Y así podríamos citar un sinfín de ejemplos. Más allá de los coqueteos románticos primordialistas, quedan pocas dudas de que la nación pueda ser otra cosa que un constructo, una invención. Uno de los momentos en los que mejor puede apreciarse este hecho es durante el nacimiento de la nación italiana, cuando un político de la época llegó a afirmar: “Fatta l’Italia, bisogna fare gli italiani”. Incluso quienes señalan la cultura y la etnia como elementos presentes en el origen nacional olvidan que, como bien apuntó Dominique Schnapper, la etnia no es menos artificial que la nación, y que -afinará Weber- “es sobre todo la actividad comunitaria política la que produce la idea de ‘comunidad de sangre’”.

Siendo la etnia, la lengua y otros símbolos culturales meros artificios políticos, el vínculo distintivo (el hecho diferencial, si se quiere) que ha de unir a los miembros de la nación tendrá que estar en otra parte. En mi opinión, es la misma Schnapper la que da en el clavo con su idea de “communauté des citoyens”. La autora, hija de Raymond Aron, propone una concepción nacional fundamentada en la soberanía democrática, en la que los integrantes de la nación lo son en igualitaria condición de ciudadanos.
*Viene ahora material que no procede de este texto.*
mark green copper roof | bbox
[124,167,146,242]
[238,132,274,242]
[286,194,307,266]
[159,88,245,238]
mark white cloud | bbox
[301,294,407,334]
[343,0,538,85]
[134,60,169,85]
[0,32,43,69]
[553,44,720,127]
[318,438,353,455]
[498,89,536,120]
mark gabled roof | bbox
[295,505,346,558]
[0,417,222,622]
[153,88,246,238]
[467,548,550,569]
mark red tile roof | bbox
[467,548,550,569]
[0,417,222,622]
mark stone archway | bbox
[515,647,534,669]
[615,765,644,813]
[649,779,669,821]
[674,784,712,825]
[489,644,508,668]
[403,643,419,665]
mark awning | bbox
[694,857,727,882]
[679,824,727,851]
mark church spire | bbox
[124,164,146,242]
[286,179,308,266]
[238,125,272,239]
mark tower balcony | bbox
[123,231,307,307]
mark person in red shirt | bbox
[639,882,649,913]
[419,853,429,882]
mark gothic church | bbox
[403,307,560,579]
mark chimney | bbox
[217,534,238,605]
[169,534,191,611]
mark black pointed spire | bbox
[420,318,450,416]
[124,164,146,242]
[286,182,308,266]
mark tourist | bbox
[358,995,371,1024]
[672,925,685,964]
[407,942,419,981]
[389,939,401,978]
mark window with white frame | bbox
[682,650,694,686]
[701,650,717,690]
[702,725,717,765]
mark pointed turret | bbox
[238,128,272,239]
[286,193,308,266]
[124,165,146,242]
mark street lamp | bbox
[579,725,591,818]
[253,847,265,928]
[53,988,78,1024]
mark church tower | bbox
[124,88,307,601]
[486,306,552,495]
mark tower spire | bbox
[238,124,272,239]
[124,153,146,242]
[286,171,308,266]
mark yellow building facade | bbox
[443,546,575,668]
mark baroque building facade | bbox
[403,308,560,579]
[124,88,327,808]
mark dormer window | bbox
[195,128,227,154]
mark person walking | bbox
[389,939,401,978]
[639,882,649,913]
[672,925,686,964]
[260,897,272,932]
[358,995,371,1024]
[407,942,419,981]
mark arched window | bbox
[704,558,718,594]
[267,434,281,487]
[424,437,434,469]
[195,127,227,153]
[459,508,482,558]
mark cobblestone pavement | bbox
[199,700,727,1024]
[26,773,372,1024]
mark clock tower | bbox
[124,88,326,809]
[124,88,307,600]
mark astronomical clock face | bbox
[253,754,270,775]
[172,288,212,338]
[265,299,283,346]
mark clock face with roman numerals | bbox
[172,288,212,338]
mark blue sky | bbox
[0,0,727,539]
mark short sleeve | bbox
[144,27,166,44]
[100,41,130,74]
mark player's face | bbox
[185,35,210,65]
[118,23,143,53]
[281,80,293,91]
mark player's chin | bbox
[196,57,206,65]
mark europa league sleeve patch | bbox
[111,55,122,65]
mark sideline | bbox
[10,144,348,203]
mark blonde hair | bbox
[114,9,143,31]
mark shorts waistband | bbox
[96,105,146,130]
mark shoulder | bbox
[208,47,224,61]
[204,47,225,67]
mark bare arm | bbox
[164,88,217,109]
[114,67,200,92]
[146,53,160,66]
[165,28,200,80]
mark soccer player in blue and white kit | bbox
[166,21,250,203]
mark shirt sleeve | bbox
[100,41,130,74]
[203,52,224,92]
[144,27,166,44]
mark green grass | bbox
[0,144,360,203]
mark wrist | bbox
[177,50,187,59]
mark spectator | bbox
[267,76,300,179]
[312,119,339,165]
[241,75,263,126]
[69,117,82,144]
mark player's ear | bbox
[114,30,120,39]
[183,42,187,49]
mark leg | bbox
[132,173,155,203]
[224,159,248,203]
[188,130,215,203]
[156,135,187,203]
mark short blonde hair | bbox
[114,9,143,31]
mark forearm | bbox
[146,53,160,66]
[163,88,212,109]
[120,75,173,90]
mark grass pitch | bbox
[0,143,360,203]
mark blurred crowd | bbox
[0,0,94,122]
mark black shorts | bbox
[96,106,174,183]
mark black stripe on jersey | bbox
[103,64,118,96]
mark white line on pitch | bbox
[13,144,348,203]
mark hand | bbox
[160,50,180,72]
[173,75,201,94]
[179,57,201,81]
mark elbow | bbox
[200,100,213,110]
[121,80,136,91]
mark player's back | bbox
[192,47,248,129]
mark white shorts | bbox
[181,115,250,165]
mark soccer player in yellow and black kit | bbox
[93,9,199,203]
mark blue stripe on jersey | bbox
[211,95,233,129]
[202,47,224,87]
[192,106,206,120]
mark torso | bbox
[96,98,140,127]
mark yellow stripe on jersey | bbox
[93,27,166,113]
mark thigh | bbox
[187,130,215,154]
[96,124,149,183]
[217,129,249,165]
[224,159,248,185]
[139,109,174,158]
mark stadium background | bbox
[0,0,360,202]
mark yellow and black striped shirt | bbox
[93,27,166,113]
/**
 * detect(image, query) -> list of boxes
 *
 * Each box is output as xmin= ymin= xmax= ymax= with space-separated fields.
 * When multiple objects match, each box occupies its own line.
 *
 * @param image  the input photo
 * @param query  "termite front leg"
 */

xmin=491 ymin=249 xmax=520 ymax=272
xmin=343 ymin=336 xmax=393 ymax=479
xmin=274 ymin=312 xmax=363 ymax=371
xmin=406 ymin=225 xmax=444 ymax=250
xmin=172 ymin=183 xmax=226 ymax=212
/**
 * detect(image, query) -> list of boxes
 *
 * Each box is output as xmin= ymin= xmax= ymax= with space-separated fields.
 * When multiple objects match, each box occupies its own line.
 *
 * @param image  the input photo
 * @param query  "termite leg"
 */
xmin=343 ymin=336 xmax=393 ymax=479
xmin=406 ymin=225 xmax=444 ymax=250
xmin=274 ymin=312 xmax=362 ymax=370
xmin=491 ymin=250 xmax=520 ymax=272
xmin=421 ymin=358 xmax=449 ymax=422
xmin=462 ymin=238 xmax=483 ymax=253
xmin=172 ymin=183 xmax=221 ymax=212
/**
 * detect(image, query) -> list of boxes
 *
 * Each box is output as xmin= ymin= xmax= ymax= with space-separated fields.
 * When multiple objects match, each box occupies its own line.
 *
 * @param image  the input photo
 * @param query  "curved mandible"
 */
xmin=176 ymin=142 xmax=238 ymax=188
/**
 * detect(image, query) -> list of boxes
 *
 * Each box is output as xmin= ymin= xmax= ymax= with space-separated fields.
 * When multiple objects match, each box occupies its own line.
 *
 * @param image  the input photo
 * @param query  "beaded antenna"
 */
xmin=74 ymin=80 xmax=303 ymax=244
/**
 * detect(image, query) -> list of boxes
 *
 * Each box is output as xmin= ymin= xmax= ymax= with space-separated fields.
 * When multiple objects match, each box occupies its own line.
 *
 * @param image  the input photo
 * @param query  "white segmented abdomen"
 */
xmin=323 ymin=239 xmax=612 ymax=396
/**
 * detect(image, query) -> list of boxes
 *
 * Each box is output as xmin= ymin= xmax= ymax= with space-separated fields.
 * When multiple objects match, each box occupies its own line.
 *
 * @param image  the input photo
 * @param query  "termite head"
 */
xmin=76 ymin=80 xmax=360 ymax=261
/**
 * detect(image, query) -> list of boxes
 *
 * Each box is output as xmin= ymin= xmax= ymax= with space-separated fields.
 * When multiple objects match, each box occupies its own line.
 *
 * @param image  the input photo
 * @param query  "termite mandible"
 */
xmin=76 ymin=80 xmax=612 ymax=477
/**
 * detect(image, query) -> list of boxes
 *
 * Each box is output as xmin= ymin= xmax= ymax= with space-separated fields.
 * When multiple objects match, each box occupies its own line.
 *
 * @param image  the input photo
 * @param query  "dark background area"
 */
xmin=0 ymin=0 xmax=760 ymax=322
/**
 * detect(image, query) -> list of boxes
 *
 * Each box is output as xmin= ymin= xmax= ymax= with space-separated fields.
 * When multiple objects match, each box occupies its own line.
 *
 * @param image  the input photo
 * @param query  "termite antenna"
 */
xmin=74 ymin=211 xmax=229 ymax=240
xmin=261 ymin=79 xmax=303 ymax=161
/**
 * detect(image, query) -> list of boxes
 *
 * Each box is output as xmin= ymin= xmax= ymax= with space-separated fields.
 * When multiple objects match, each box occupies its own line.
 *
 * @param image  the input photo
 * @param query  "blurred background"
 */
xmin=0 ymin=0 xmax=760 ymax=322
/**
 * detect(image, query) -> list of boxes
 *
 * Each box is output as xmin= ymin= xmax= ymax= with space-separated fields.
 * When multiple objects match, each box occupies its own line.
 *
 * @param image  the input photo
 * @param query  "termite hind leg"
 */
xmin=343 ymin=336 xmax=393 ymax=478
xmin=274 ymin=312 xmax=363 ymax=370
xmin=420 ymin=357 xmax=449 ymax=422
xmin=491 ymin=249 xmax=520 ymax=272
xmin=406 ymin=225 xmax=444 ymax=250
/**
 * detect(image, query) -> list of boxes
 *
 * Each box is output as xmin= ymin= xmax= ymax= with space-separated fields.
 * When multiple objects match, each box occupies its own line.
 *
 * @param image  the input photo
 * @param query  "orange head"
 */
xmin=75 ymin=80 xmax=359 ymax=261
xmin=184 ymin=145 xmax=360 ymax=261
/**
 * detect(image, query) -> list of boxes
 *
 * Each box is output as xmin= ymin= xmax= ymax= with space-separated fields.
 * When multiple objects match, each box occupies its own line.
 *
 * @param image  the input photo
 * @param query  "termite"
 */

Una desearía escuchar más a menudo a sus representantes un elogio semejante de la ciudadanía. Sin embargo, la política española continúa esforzándose en la falsificación del pasado y en el recurso a la simbología mitificadora. Quizá sea porque, como demostró Robert Park, apelar a las emociones siempre proporciona una entrega más apasionada e inquebrantable que aludir a la razón. Sea como fuere, la política española seguirá volviendo los ojos al pasado, en ese gesto tan manido que, históricamente, ha constituido el mal de muchos, pero solo el consuelo de los tontos.